TL;DR
Why does running multiple SqlBulkCopy inserts, against unrelated tables, async
& in parallel, on a single Transaction seem to behave as though it's running in series instead?
Context
I have some code that is calculating and storing a large volume of data. The calculation is done up-front, so the storage section of the code gets handed this big pile of data to be stored.
My DB writes are being done with SqlBulkCopy.WriteToServerAsync
which does the job nicely, in general.
Amongst the things I need to store are 6 tables which are business-related, but not SQL-related. As such, my write to them needs to be in a transaction, so that an error on any one write reverts the writes on all the others.
The performance of this code is fairly critical, so I want to be able to run the BulkInserts in parallel. There are no FKeys or any other tables being interacted with, (data integrity is managed by the code) so I don't see any reason that this shouldn't be possible.
What I've currently written
I thought I knew how to write all the code and have been able to get it all working, but there's a weird performance slow-down that I don't understand:
Happy to provide actual bits of code you want, but this is already a very long Q, and the code would be pretty long to0. LMK if you do want to see anything.
I can write:
"BulkInsert into each table sequentially, all in a single Transaction".
- i.e. I open a
new SqlConnection()
and.BeginTransaction()
, - then I
foreach
over the 6 tables, andawait InsertToTable(transaction)
each table before theforeach
moves to the next one. - When the
foreach
concludes then I.Commit()
the transaction and close the connection. - I have a large-volume test that runs this version in 184 seconds (95%, +/- 2.45s).
- i.e.
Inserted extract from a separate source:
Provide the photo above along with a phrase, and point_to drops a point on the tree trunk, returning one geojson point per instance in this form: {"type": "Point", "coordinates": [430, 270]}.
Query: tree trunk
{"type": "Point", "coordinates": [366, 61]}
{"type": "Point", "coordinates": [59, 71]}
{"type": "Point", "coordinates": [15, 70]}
I open a
"BulkInsert into each table sequentially, with a new connection & Transaction for each table."
- i.e. I
foreach
over the 6 tables, andawait InsertToTable()
each table before theforeach
moves to the next one. - Inside each
InsertToTable()
call I open a newSqlConnection
andBeginTransaction
, and then I.Commit()
and.Close()
before returning from the method. - I have a large-volume test that runs this version in 185 seconds (95%, +/- 3.34s).
- i.e. I
"BulkInsert into each table in parallel, with a new connection & Transaction for each table."
- i.e. I initiate all 6 of my tasks by calling
thisTableTask = InsertToTable()
for each table, and capturing theTask
s but notawait
ing them (yet). - I
await Task.WhenAll()
the 6 tasks captured. - Inside each
InsertToTable()
call I open a newSqlConnection
andBeginTransaction
, and then I.Commit()
and.Close()
before returning from the method. (but note that the foreach has moved onto the next table, because it doesn'tawait
the Task immediately. - I have a large-volume test that runs this version in 144 seconds (95%, +/- 5.20s).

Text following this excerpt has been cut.